My feet jump into motion, ready to run away- no, I didn’t run away... I didn’t run first, I tell myself and my feet take the stairs two at a time. I reached the garage and voices drift towards me. As if I need to hear her right now and yet I follow her voice, listening to her. My eyes find her hidden behind the Vista Cruiser, Donna at her side.

“-know what he’s done bu-“ I realize that it’s hard listening to a conversation halfway through. It’s like working on a puzzle with half the pieces missing. 

“I’m done discussing this, Donna.” Her tiny hands shut the trunk with more force than necessary and then there she is. Her face isn’t a void anymore. Heat races through her eyes, angry and fierce, her words biting and I slip backward toward the shadows. I’m not quite sure why I hide, why can't I will my feet to move to my car, to interrupt their conversation?

“I’m done walking around here like everything is fine when it’s not.” She points out and I wish she would stay, even though I shouldn’t. I hate the weakness in me coming out. I was through with Jackie, I was. I repeat it like a mantra. “You know he doesn’t care and honestly I’m done caring. I’m done hurting.” Her words are stressed and her hand combs through her hair. Her tick, showing her agitation without being obvious. I have seen her do it a thousand times and it comforts me now. That tick means she’ll be back and we’ll fight, we’ll get over this. It means she cares.

Maybe, maybe Jackie was running away too. Maybe she needed to get away for a bit before dealing with this. I used Sam as a means, but Jackie didn’t have that. Maybe this was her way of moving on and that was fine. Cause it just meant the fight would happen later, when she was ready and I could wait- “I’m leaving, Donna” her voice is final and she moves around the car to the backseat door. “Once Eric drops me off at the bus station, I’m done.” She says, her voice sad and breaking, but still strong, resolute. Eric comes out from the house, swinging his keys around his fingers, oblivious of the tension or maybe just ignoring it as he walks by them to get to the other side of his car. “Are you coming or not?” Jackie asks.

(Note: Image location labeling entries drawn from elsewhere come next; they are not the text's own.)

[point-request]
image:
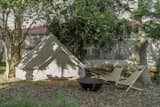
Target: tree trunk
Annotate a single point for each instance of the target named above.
(16, 49)
(143, 61)
(7, 59)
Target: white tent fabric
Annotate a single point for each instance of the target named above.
(49, 59)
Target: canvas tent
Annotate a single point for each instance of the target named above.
(49, 59)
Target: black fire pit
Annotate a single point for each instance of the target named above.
(91, 84)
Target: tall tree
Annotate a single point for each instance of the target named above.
(13, 39)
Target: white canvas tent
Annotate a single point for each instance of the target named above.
(49, 59)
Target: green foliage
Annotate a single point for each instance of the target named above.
(88, 22)
(60, 100)
(153, 30)
(143, 10)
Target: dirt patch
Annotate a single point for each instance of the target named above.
(107, 96)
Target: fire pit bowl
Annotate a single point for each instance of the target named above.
(91, 84)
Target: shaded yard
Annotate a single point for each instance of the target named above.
(107, 96)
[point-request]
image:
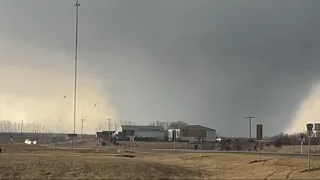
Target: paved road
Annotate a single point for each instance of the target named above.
(233, 152)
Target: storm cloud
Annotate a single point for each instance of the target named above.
(204, 62)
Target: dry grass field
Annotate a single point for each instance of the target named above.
(20, 161)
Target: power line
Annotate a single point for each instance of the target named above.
(75, 71)
(81, 126)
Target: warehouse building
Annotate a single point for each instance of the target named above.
(211, 135)
(146, 132)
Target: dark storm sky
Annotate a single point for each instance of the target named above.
(208, 62)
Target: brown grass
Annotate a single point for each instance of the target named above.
(36, 162)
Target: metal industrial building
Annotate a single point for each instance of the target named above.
(146, 132)
(211, 133)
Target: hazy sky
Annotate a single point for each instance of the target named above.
(208, 62)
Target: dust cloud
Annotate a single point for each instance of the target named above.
(44, 95)
(307, 112)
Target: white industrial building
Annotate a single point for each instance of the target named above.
(150, 132)
(211, 133)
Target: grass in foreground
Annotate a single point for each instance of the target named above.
(44, 163)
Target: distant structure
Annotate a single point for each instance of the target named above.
(211, 135)
(146, 132)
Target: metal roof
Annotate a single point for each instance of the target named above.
(190, 127)
(131, 127)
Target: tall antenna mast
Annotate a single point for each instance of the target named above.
(75, 71)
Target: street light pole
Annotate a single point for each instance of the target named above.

I see Donna’s shoulders lose their fight, giving up at trying to reason with Jackie for now. “I was never really part of it all anyway.” Jackie says, defeat lacing through her words and she opens the door, but takes a second, a moment to just look around her, looking at the house where we had spent our youth and then as if that was enough, she got in the car.

“Jackie…” Donna starts in as she opens up the passenger side door, “you can’t just walk away from us.”

Then it all hits me. Everything from the past ten minutes playing in my head. Jackie coming to get the box herself was connected to the look over the house. Final, it read. Finished. Her last moment looking at me connected to her words with Donna. Done. She was never part of it… Donna telling her she can’t walk away… Gone. The words and actions echo through me and I feel the thud of my heart more intensely as they all connect, forming a single thought: goodbye.

Jackie wasn’t just running away, she was clearing herself out. I was never really part of it all... My feet stumble, fighting my brain that says remain in place. I stare at her as she shakes her head at whatever Donna says next as Eric pulls out of the drive. I stare at her as she doesn’t look back, where she would see me standing in the driveway as he heads away from the house.

I want to see her face, her eyes. I need to read her and see what she is thinking. She’s not taking a break. She’s leaving it behind now, isn’t she? She’s not just avoiding me or being tired of it- she is done. That was my goodbye.

No- no, not- no. I tell myself, taking my glass off, closing my shut, pinching the bridge of my nose to focus. This was just bullshit- a test. It was- I remind myself that this is Jackie, full of empty threats to get her way. She’ll be back in a week, I tell myself because Jackie never really stays away. It's always just empty threats.